Je m’explique : si je laisse mes enfants jouer pieds nus dans les flaques de pluie (pas non plus en plein hiver, hein), ce n’est clairement pas le mieux pour leur santé et nombre de personnes vont s’en offusquer. Pourtant, je considère que le gain surpasse le risque. Parce qu’en faisant ça, mes enfants vont développer le plaisir de ressentir par les pieds (qui est personnellement un des grands plaisirs de ma vie), ils vont apprendre à ne pas craindre l’eau froide et se renforcer physiquement, ils vont aussi et enfin graver dans leur mémoire des souvenirs d’enfance libre et joyeuse qui leur seront précieux toute leur vie. 

De la même façon, si j’envoie mes enfants à l’école en temps de pandémie, oui, il y a un risque sanitaire, voire un risque de mal-être dû à toutes les nouvelles règles qu’il faudra appliquer, mais à mon sens l’apprentissage global est supérieur. Ils vont voir leurs amis et avoir de vraies séances avec leur maîtresse qui est quand même un peu plus au point niveau pédagogie (c’est son métier) que Papa et Maman. Ils vont apprendre que l’école est importante et pas facultative (nous n’avons pas fait le choix de l’IEF, nous avons donc choisi de faire confiance à l’Education Nationale) et que le travail de leurs parents est important aussi. Ils vont surtout intégrer qu’on peut vivre une situation inhabituelle et angoissante et s’y adapter.

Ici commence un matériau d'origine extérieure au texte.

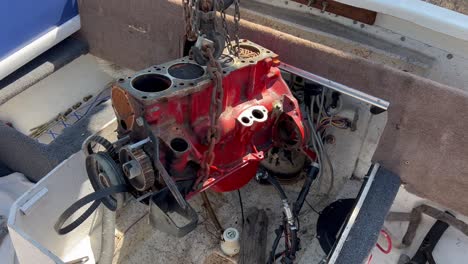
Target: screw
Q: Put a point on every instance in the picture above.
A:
(330, 139)
(139, 121)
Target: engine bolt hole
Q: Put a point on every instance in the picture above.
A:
(179, 144)
(258, 114)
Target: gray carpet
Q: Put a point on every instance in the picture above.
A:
(366, 229)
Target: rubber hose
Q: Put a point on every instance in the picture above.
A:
(292, 253)
(272, 180)
(108, 236)
(108, 225)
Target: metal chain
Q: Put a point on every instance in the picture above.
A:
(233, 50)
(191, 18)
(216, 107)
(190, 33)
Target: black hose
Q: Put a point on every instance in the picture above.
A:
(311, 176)
(279, 233)
(294, 244)
(273, 181)
(95, 197)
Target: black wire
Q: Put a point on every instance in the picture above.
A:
(317, 212)
(241, 205)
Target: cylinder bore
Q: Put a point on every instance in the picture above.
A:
(179, 144)
(151, 83)
(186, 71)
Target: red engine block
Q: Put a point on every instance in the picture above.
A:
(174, 98)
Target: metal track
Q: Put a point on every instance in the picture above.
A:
(380, 103)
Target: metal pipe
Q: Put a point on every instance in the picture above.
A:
(380, 103)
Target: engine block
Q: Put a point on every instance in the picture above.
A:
(173, 100)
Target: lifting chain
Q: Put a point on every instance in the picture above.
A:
(216, 108)
(192, 21)
(190, 33)
(233, 50)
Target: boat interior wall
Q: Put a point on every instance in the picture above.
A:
(425, 138)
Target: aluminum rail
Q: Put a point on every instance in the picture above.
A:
(380, 103)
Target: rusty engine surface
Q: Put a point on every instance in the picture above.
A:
(171, 104)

En laissant mes enfants jouer librement au lieu de leur proposer une activité, je les autorise à développer leur imagination, je les encourage à prendre des initiatives et les valide comme aussi, et peut-être même plus importantes que ce qui vient de moi. Pareillement, je souhaite leur donner l’opportunité d’avoir peur et de la vaincre, de rencontrer des obstacles et de les surmonter, de se rendre compte qu’ils sont forts et capables.

Nous ne sommes pas à risques et les enfants développent très rarement des formes graves de la maladie (je crois qu’on a assez de recul fiable à présent pour le dire), sans compter toutes les précautions sanitaires qui seront prises. Le danger concret est à mon sens mesuré, et la portée symbolique du geste, immense.

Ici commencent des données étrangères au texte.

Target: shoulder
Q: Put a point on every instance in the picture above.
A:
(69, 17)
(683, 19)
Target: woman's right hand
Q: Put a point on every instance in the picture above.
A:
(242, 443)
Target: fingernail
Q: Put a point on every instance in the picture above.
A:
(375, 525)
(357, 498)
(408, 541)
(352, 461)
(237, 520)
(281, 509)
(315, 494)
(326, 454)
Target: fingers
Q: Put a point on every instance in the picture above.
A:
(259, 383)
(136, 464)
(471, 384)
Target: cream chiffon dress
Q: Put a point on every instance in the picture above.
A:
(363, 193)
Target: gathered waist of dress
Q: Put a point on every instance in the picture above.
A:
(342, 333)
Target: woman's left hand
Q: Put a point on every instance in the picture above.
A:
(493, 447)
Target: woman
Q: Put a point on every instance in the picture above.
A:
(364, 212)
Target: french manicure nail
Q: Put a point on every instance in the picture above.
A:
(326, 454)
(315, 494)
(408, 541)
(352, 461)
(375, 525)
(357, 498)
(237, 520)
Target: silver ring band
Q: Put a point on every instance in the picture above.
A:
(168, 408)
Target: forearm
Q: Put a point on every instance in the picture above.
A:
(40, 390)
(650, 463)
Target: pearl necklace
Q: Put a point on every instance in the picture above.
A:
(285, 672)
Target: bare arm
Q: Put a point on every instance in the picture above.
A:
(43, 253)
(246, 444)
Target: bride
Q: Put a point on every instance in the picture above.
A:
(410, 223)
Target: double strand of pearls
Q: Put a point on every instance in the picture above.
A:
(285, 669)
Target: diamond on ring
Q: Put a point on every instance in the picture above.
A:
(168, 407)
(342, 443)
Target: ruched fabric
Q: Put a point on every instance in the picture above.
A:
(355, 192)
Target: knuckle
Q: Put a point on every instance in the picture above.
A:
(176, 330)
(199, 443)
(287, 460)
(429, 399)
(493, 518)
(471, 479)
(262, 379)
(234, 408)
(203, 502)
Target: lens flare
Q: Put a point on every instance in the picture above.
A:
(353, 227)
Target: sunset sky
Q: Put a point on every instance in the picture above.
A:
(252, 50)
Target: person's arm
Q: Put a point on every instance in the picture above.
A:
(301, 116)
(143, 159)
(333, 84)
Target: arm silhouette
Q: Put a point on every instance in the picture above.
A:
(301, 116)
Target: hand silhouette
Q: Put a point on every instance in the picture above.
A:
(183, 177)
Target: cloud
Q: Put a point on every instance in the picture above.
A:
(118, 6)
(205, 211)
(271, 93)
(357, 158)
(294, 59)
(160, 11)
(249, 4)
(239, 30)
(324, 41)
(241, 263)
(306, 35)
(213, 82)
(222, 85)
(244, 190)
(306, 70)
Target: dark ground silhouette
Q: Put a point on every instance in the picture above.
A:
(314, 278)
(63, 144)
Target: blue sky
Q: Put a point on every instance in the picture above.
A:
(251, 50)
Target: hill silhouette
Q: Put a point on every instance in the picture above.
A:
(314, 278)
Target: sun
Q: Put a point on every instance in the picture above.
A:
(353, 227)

Est-ce que mes choix éducatifs nuiront à mes enfants ? Certainement, d’une façon. Le fait qu’au quotidien, je ne les pousse pas à fond dans toutes leurs capacités cognitives fera peut-être qu’au moment de choisir un métier, ils ne se dirigeront pas vers les filières les plus prestigieuses et gagneront moins bien leur vie que ce qui était à leur portée étant donné leurs dispositions intellectuelles. Peut-être, d’ailleurs, que tous ces enfants qui pendant six mois auront été pris en charge individuellement par des parents super impliqués deviendront l’élite intellectuelle de la nation, tandis que les miens (s’ils survivent au COVID et au traumatisme de devoir rester assis sur leur chaise sans papouiller leurs copains) seront de parfaits représentants de la classe moyenne, au salaire et aux aspirations médiocres.

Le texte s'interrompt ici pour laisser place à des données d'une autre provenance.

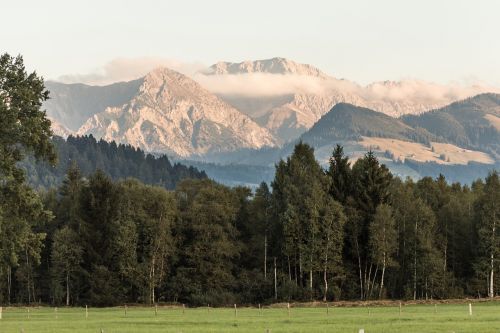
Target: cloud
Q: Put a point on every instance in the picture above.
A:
(267, 84)
(127, 69)
(409, 90)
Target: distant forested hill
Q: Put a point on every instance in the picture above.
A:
(118, 161)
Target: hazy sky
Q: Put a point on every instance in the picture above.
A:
(437, 40)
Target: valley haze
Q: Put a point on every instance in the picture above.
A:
(246, 116)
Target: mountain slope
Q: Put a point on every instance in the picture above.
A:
(273, 66)
(173, 114)
(471, 123)
(297, 95)
(118, 161)
(72, 104)
(348, 122)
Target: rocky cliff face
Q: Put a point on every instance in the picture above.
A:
(173, 114)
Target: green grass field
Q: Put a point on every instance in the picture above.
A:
(414, 318)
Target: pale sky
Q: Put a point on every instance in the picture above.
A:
(436, 40)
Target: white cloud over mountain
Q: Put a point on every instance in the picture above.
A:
(127, 69)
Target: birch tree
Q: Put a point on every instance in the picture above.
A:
(488, 223)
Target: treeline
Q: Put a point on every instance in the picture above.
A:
(349, 232)
(116, 160)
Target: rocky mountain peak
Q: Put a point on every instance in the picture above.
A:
(270, 66)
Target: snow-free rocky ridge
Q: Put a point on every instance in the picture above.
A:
(173, 114)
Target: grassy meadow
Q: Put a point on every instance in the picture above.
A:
(413, 318)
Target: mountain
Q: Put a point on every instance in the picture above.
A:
(118, 161)
(72, 104)
(59, 129)
(349, 122)
(173, 114)
(473, 123)
(297, 95)
(272, 66)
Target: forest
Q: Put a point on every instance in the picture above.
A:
(350, 232)
(116, 160)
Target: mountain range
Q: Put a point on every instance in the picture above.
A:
(252, 113)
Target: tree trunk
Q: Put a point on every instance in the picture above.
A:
(28, 276)
(325, 272)
(415, 264)
(360, 272)
(67, 288)
(265, 257)
(9, 283)
(491, 292)
(382, 278)
(275, 281)
(310, 275)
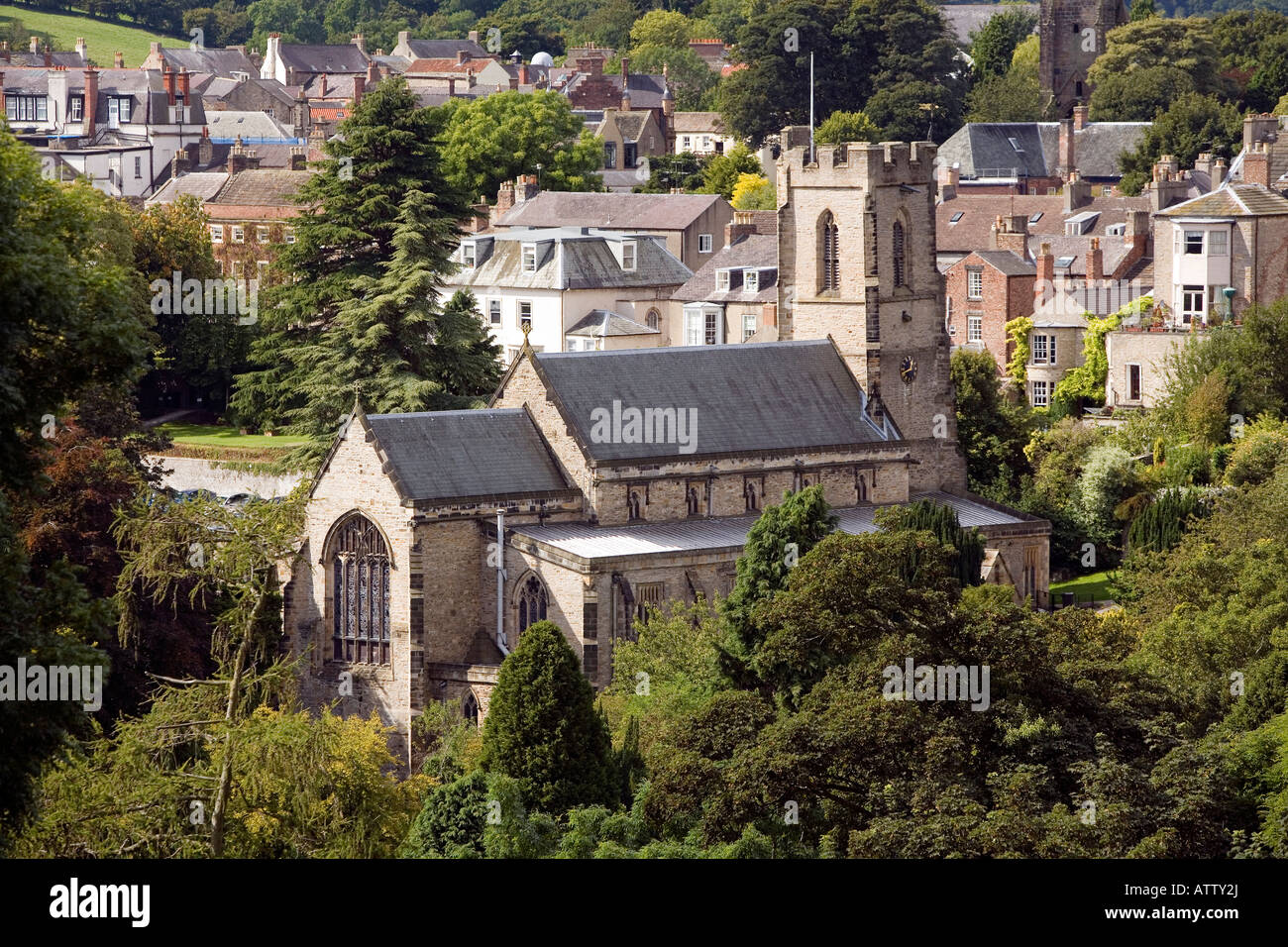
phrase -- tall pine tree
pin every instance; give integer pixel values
(359, 313)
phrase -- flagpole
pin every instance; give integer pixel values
(811, 157)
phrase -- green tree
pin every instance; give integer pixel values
(841, 128)
(993, 44)
(542, 728)
(720, 174)
(776, 544)
(494, 138)
(1189, 125)
(990, 428)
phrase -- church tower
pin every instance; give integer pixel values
(857, 263)
(1070, 37)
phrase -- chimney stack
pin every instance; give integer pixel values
(90, 102)
(1077, 192)
(1043, 286)
(1067, 150)
(1256, 165)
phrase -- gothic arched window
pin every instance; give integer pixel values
(829, 256)
(897, 249)
(360, 594)
(532, 602)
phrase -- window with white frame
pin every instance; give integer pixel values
(1192, 303)
(26, 107)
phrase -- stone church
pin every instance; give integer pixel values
(1070, 37)
(597, 483)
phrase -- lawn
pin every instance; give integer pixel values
(214, 436)
(102, 39)
(1094, 586)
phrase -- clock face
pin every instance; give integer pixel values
(909, 368)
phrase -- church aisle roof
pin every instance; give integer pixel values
(754, 398)
(590, 541)
(449, 455)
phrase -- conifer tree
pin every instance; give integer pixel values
(542, 728)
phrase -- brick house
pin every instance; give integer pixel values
(434, 540)
(983, 292)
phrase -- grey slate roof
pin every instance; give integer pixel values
(618, 211)
(750, 398)
(754, 252)
(450, 455)
(984, 150)
(316, 56)
(571, 260)
(601, 322)
(220, 62)
(1008, 263)
(589, 541)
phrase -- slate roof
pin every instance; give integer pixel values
(589, 541)
(979, 213)
(984, 150)
(263, 188)
(754, 252)
(1006, 262)
(1233, 200)
(700, 123)
(443, 50)
(201, 184)
(571, 258)
(451, 455)
(750, 398)
(619, 211)
(230, 124)
(220, 62)
(316, 56)
(603, 322)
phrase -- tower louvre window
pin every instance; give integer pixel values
(829, 261)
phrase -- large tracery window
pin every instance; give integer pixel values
(532, 603)
(829, 256)
(360, 598)
(897, 249)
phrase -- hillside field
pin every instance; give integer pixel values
(103, 39)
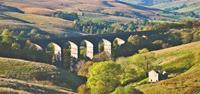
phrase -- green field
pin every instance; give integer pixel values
(33, 77)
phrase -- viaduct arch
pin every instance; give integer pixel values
(91, 41)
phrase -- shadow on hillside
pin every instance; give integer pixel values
(137, 6)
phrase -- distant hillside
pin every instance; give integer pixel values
(32, 77)
(39, 14)
(190, 7)
(129, 73)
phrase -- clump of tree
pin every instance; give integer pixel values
(66, 15)
(102, 27)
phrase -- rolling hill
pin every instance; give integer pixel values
(181, 63)
(38, 14)
(20, 76)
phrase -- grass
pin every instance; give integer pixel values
(181, 63)
(41, 76)
(45, 23)
(185, 83)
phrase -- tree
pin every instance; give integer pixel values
(131, 27)
(83, 89)
(7, 37)
(21, 36)
(16, 46)
(104, 77)
(134, 40)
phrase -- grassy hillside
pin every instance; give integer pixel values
(38, 13)
(32, 77)
(181, 63)
(185, 83)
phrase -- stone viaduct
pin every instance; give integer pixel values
(91, 42)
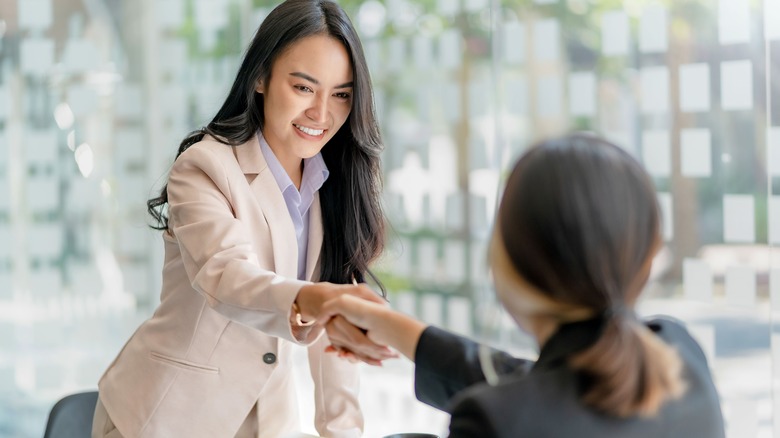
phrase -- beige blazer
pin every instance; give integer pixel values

Mais à mon sens, ils auront surtout acquis une belle panoplie de ressources pour bien vivre leur vie dans toutes les situations, et dans ce monde si difficile, c’est pour moi la priorité. 

Ce n’est pas un non-choix par facilité, c’est un vrai choix idéologique (qui arrange bien mon goût pour la facilité, j’avoue). Je me dis souvent qu’au fond, j’ai deux seules vraies références éducationnelles : Rousseau et Sparte. En cela, je ressemble beaucoup à mes parents et je leur en suis reconnaissante parce que ma force, mon indépendance d’esprit et ma capacité de résilience sont aujourd’hui mes meilleurs atouts. 

Je ne dis pas que les enfants qui n’iront pas à l’école cette semaine sont condamnés à devenir de petites choses faibles et souffreteuses, je dis juste qu’ils ne tireront pas les mêmes enseignements de cette crise. Ce n’est ni bien ni mal, ça remet juste un peu (je crois) les choses en perspective, au moment où l’on nous explique que chacun fait comme il veut mais que quand même, les pauvres petits qui devront y aller… Ces pauvres petits sont les adultes de demain, des adultes qui se seront construits à partir de plein d’expériences différentes, et celle-ci en fera partie.